Nissan incorporated every popular feature from across the company’s car models that made sense, and even brought over some of the luxury features from Infiniti (Heated rear seats, anyone? Heated steering wheel? Three pronged electrical outlet?). Then, they incorporated the wish list items by building roomier second and third rows; increasing fuel efficiency through reducing the car’s weight by 500 pounds, increasing its aerodynamics, tweaking the CVT transmission and customizing its 2 wheel/4 wheel drive system; and they improved the driving experience, tow capacity and cargo space by redesigning the Pathfinder’s bones.
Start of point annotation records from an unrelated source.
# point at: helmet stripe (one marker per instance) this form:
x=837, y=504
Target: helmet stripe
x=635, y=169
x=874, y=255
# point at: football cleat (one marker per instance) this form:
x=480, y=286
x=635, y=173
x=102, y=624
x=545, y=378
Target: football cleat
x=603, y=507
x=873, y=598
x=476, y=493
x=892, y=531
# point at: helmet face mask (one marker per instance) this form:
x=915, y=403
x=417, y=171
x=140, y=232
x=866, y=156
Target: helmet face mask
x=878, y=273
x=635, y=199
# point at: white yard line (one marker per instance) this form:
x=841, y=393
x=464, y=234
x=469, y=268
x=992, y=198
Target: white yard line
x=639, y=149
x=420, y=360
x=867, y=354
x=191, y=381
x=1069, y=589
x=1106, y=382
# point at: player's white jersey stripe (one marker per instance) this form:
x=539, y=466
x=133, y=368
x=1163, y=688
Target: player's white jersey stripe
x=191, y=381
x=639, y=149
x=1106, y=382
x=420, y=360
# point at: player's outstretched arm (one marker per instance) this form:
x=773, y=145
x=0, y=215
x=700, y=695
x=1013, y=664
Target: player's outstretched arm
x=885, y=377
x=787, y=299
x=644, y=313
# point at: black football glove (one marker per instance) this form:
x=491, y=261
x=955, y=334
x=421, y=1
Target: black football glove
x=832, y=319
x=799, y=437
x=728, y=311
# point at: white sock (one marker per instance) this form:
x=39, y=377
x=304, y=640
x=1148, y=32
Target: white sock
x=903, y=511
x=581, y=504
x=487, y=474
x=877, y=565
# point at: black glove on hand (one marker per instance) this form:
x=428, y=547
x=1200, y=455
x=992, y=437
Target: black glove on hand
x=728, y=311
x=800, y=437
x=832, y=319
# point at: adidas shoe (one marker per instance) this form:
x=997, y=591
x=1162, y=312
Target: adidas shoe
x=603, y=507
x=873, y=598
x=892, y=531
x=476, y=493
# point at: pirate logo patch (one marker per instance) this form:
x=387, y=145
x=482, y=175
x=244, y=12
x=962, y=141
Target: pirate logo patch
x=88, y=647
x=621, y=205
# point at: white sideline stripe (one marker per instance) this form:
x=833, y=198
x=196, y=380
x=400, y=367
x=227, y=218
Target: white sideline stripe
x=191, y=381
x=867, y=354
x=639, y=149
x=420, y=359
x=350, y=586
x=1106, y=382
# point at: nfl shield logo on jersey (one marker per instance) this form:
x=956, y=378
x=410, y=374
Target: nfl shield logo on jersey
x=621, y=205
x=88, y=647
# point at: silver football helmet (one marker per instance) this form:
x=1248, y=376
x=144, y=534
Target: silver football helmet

What they ended up with is a muscular but sophisticated truck that flatters the ego and the intellect of the driver and her passengers alike.
What We Loved:
-The Price: About $40,000 fully loaded (pricing starts at $28,000)
–Nissan Connect media console: satellite radio, Bluetooth for phone, Pandora, Google Local search (to find restaurants, retail, etc)
-Backup camera with 360 degree round view monitoring allows the driver to see all objects near the car
-Lots of legroom in second and third rows
-Latch and glide system that slides center row seats forward easily, even when a child’s car seat is installed in the center row
-Lots of cargo space behind the third row
-260 horsepower V6 engine (towing/hills/7 passengers won’t be a struggle)
-3-zone entertainment system: you don’t have to listen to pop music OR your toddler’s DVDs (and they can control the system themselves!)
-Regular plain old household electrical outlet (and, four cigarette style charge ports too!)
-USB and A/V game ports
-2WD or 4WD: your choice (or let the Pathfinder choose)
-Panorama moon roof
-Takes regular gas
–ULEV emissions (practically emission free)
-Keyless entry and automatic lift gate
-Second row seats are 60/40 fold down; third row seats are 50/50 fold down
What You Need To Know:
-Fuel economy, while improved, is still 19 or 20 MPG city
-Third row accessible only when center row seat slides forward
-When third row head rests are up, rely on side mirrors; they partially obstruct thedriver’s view from the rear view mirror
-Cargo space with third row up is 16 cubic feet–enough for groceries or perhaps some sports equipment; 42 cubic feet with third row down, and 80 cubic feet with both rows folded flat.
Disclosure: Nissan provided travel and accommodations for AGirlsGuidetoCars to review the 2013 Pathfinder; opinions expressed here are all our own.